Of course when you’re really writing this program, you’ll need to apply BreakItDown to all of the problems, not just following one particular problem to the bottom like I did in this example.

This is also very relevant to HowToAskQuestions. Since these larger problems are impossible to solve, questions about them are basically impossible to answer. A question such as “How can I write a chat client?” will not get any good answers. But if you BreakItDown first, then ask intelligent questions about how to draw strings, talk to the network, etc. then you will get a a lot of good help.

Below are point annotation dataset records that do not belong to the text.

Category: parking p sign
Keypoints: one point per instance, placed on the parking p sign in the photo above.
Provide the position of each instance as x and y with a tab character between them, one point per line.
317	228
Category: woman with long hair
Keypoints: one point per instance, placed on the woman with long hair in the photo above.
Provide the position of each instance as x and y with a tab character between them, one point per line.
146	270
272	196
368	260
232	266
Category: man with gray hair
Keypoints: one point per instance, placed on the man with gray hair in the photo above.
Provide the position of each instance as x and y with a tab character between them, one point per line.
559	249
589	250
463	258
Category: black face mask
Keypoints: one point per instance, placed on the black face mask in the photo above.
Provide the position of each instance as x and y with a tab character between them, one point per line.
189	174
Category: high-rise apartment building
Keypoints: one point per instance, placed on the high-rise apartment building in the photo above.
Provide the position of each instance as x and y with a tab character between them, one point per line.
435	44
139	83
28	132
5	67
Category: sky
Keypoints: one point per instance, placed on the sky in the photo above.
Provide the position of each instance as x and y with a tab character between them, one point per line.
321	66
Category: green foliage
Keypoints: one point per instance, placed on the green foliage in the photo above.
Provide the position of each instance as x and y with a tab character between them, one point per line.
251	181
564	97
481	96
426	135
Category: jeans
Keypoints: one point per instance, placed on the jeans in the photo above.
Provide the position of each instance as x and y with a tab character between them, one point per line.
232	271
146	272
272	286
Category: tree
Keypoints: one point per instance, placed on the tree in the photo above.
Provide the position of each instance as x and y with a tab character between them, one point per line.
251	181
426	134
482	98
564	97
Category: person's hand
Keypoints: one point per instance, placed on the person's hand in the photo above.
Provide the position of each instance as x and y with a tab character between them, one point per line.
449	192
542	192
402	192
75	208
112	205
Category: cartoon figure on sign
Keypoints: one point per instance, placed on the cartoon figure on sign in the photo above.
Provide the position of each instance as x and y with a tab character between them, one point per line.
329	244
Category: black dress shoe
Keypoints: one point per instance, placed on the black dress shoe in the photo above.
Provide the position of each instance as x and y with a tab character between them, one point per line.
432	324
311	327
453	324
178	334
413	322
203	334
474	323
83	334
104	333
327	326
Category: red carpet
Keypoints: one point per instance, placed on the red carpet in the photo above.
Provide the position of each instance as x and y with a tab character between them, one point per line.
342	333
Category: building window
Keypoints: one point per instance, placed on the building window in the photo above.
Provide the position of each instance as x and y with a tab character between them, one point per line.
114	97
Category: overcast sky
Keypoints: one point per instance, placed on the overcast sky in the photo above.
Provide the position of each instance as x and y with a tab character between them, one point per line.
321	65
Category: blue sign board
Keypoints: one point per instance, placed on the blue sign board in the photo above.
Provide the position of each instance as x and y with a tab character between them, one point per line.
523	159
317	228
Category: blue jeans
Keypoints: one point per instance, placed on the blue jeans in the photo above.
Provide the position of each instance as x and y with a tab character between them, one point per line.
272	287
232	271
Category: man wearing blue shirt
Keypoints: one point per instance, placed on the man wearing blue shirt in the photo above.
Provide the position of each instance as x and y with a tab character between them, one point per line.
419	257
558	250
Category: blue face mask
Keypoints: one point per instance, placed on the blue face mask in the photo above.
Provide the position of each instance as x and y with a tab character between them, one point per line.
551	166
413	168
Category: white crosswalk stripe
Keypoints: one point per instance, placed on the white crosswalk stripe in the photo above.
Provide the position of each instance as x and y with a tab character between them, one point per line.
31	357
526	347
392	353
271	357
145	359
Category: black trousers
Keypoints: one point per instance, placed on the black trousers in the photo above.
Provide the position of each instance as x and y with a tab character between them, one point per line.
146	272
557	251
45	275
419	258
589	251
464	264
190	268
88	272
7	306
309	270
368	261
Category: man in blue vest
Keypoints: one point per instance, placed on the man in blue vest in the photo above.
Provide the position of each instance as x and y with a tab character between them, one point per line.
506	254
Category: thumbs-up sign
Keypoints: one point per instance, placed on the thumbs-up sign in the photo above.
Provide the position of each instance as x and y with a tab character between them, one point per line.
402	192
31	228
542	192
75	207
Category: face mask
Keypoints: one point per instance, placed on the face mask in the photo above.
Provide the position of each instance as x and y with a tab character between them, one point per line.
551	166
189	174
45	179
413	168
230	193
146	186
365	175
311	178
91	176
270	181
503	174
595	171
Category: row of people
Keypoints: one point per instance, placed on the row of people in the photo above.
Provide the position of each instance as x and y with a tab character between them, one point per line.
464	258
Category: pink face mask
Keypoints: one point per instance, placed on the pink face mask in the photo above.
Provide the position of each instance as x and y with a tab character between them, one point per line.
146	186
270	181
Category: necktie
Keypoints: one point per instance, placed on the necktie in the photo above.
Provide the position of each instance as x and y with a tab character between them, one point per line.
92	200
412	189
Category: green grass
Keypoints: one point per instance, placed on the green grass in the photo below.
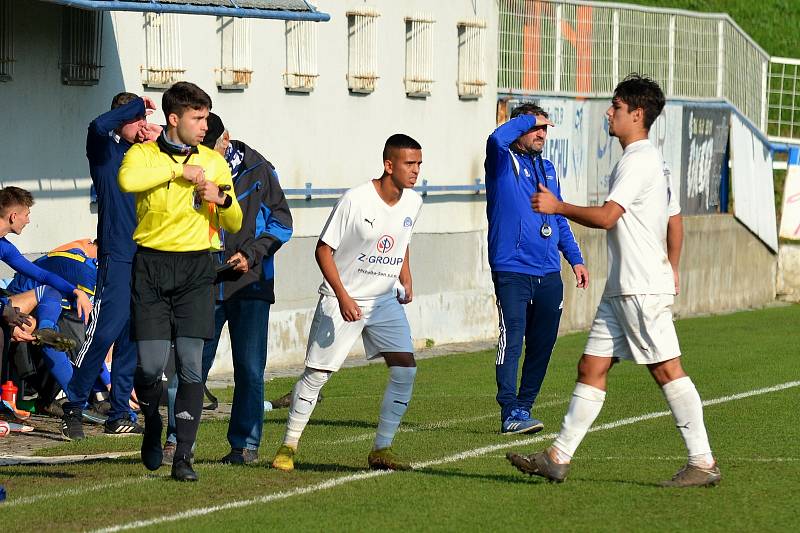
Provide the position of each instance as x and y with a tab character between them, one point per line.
771	23
612	486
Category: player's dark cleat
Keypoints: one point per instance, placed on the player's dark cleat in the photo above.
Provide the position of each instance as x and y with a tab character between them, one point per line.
284	458
122	427
52	409
694	476
520	421
386	459
240	456
539	464
72	424
182	470
168	453
93	417
51	337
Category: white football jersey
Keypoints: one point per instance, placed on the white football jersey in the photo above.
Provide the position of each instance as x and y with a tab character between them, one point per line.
369	238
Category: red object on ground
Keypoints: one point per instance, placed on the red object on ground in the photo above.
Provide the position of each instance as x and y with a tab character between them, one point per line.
10	392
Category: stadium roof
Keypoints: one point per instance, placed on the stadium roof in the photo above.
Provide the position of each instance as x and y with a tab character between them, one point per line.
266	9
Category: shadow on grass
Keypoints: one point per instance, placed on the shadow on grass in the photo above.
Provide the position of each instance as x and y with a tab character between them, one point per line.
326	467
531	480
504	478
32	472
328	423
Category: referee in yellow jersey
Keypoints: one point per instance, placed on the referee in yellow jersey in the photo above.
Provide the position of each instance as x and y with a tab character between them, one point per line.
180	189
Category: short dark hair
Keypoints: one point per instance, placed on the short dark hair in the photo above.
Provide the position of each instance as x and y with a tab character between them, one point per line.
11	197
528	108
641	92
182	96
399	141
123	98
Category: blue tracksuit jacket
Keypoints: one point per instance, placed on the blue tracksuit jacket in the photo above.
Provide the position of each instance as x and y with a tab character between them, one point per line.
116	216
515	243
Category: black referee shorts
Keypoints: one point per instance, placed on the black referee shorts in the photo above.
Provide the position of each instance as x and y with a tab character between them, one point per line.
172	295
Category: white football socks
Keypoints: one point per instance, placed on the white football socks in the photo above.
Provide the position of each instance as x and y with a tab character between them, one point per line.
304	398
395	404
586	403
687	409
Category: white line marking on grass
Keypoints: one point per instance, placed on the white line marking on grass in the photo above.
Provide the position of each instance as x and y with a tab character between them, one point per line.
76	492
244	503
335	482
438	424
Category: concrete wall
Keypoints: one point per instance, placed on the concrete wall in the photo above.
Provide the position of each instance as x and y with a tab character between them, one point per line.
789	273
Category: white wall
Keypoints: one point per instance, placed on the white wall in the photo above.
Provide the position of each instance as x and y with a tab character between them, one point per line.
328	137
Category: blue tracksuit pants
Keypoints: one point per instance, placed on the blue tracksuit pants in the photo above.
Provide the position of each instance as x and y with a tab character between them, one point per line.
109	324
529	309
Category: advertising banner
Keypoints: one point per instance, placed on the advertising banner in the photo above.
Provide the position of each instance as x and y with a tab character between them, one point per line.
790	213
705	138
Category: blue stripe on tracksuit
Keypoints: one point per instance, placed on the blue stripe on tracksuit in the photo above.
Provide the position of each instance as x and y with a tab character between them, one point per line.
109	324
529	307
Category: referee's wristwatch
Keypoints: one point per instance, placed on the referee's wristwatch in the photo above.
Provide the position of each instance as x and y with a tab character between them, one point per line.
228	198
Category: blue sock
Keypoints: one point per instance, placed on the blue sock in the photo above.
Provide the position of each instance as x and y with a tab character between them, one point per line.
49	309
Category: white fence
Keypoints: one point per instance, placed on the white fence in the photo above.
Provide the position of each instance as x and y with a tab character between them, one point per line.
584	48
783	119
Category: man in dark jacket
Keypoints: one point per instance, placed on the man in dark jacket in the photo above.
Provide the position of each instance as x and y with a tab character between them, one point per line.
245	285
109	137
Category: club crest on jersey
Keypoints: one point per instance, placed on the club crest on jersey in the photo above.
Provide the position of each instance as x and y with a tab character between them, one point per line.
385	243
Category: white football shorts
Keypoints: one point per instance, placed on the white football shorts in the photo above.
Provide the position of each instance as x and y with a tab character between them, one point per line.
637	327
383	327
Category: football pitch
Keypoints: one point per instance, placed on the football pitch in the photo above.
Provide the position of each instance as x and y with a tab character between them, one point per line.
745	366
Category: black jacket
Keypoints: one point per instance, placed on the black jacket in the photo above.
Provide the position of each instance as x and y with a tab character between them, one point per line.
266	225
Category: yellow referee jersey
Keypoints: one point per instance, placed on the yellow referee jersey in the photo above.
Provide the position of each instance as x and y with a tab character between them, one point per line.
168	219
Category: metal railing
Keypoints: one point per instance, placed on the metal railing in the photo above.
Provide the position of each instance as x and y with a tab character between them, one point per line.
573	47
783	118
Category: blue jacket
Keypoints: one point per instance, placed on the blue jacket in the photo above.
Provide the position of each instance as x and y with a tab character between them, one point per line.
266	226
72	265
515	241
116	210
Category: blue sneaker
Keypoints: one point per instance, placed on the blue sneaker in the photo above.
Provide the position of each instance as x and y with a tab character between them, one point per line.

Odds are that if you apply BreakItDown well, you’ll find yourself asking for a lot less help to begin with. Since the smaller problems are easier to solve, you’re more likely to be able to solve them on your own, which makes your job a lot easier!


Discussion

Very well-written and quite appropriate. If someone has directed you to this page, you should be thankful for the sound advice and follow it to the letter (as well as the reference to HowToAskQuestions).